In August, exchequer secretary Robert Jenrick said: “Tackling the scandal of plastic pollution is one of our top priorities.” But it’s now confirmed what many have long suspected, that the UK recycling industry is riven with corruption (Report, 19 October) and only now is government dimly aware of the problem. Taxing coffee mugs and plastic straws, and placing a charge on plastic bags are commendable actions, but in the face of ever-increasing plastic production, single-use or not, are minuscule and potentially token. In addition to stamping out the illegal export of waste and reducing single use plastic at source, a radical upheaval of domestic recycling is required. Local authorities pay waste management companies to collect, sort and, hopefully, recycle domestic plastic waste. Yet they only recycle a proportion of it and ship the rest abroad. Much ends in landfill or in the oceans. The council tax we pay for these destructive processes could be better deployed.

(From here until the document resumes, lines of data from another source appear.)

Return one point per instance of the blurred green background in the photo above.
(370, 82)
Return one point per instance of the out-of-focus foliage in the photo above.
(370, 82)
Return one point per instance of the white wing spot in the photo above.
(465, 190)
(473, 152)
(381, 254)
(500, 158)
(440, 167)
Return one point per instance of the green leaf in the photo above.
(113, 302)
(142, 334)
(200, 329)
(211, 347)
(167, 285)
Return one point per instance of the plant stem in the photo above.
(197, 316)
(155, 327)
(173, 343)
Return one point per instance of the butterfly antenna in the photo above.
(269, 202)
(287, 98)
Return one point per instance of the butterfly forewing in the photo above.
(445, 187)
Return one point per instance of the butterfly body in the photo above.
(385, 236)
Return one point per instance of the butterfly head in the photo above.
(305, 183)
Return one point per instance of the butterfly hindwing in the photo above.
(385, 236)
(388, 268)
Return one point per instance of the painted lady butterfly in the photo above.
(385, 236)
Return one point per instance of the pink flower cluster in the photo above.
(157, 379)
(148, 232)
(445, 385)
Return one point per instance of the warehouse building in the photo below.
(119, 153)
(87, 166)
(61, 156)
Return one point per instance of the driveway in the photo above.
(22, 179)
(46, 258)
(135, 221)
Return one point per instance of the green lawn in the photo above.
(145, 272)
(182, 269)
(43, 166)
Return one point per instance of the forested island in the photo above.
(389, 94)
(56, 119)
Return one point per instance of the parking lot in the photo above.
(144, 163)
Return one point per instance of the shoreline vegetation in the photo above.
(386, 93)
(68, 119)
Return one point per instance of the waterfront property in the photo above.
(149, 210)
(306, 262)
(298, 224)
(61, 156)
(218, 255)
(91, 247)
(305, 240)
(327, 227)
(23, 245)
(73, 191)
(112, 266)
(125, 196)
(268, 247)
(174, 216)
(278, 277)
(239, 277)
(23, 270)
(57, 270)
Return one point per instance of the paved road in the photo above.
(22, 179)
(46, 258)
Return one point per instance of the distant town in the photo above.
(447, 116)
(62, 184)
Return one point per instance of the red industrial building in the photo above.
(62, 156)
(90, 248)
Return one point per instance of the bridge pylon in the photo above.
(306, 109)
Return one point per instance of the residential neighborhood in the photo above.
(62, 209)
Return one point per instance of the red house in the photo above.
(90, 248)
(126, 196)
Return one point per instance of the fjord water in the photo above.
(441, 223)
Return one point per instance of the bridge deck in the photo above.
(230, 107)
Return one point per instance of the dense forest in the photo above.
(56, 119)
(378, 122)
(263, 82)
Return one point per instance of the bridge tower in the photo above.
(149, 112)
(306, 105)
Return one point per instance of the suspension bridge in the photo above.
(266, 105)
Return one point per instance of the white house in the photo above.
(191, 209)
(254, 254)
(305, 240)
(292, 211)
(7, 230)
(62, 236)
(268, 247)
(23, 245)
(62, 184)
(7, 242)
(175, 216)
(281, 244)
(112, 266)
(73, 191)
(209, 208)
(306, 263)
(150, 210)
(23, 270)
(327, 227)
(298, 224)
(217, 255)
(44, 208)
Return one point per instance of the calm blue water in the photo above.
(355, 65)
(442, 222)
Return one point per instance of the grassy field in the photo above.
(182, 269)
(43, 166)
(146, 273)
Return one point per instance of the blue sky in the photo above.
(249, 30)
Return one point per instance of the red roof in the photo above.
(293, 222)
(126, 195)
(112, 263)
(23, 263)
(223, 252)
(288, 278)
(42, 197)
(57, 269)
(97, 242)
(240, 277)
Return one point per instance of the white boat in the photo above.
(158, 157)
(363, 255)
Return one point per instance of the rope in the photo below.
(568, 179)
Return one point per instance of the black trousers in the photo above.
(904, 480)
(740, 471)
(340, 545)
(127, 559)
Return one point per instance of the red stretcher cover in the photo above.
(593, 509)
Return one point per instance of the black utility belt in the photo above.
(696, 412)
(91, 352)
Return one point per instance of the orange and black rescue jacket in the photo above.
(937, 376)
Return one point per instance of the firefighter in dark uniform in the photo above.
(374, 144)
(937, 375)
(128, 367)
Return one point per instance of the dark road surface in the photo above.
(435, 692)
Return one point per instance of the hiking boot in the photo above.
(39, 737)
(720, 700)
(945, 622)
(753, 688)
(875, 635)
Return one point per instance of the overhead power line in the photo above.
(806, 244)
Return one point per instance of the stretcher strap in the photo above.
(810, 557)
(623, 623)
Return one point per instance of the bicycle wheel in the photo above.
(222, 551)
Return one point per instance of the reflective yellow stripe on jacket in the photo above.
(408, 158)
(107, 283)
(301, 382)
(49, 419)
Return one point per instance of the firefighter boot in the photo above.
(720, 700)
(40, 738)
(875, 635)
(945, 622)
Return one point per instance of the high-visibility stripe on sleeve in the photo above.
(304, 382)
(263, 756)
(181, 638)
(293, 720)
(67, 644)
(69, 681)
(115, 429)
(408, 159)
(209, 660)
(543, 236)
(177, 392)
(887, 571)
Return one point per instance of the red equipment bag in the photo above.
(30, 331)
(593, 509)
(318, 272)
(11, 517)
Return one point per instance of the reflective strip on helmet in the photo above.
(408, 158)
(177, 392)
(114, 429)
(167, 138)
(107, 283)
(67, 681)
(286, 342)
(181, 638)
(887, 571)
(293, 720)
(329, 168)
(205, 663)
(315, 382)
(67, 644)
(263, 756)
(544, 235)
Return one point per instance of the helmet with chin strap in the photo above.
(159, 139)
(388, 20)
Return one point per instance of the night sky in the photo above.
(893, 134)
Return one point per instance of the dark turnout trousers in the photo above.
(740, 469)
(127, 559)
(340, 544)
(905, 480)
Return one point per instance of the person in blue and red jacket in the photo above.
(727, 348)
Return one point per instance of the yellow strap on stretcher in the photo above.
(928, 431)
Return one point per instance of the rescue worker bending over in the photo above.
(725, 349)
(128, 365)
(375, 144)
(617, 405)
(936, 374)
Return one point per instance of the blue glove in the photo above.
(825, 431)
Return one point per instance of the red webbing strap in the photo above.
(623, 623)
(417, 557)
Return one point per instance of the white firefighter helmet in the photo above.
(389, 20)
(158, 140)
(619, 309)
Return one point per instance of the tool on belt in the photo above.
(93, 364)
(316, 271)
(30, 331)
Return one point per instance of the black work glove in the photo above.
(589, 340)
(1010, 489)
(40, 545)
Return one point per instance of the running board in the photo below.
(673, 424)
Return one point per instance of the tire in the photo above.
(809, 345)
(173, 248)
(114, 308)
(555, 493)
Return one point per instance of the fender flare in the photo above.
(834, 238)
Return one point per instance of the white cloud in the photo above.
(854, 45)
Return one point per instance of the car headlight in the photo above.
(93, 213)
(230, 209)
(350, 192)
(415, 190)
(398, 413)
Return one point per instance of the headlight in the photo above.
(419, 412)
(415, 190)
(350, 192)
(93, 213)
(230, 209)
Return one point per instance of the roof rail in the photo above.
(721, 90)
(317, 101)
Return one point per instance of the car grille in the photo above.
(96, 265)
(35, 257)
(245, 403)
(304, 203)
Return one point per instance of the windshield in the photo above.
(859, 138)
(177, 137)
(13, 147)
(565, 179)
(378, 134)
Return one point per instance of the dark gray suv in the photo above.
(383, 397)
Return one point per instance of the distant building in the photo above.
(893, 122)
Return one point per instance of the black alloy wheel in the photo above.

With rapid progress now being made on carbon capture, home and industrial-based pyrolysis (waste to energy), and other plastic-to-fuel processes, there is a strong case to stockpile plastic that is difficult to recycle or contaminated. In compacted or granulated form at 10% of its previous volume, it can be stored for future use as feedstock for negative emission energy production and other innovative uses. We used to have grain mountains and wine lakes. Why not temporary plastic mountains?
Patrick Cosgrove
Chapel Lawn, Shropshire
• As your report (Ban on plastic waste imports costs councils in England up to £500,000, 20 October) says, we export more than two-thirds of the plastic waste we create, while countries such as China are banning the import of these wastes because they cannot deal with them any more than we can. So is it not time for a rethink? Many plastics cannot be recycled, and, once mixed, the problem becomes near-impossible, so a more sensible approach would be simply to burn these “unrecyclables”, making sure we recover energy from the borrowed oil they represent.
This can be done well in properly designed furnaces, perhaps even with carbon dioxide removal, while the heat created can be used for generating electricity. Better still, we should stop pretending that we can recycle these mixed materials, and simply collect all household rubbish and burn the lot.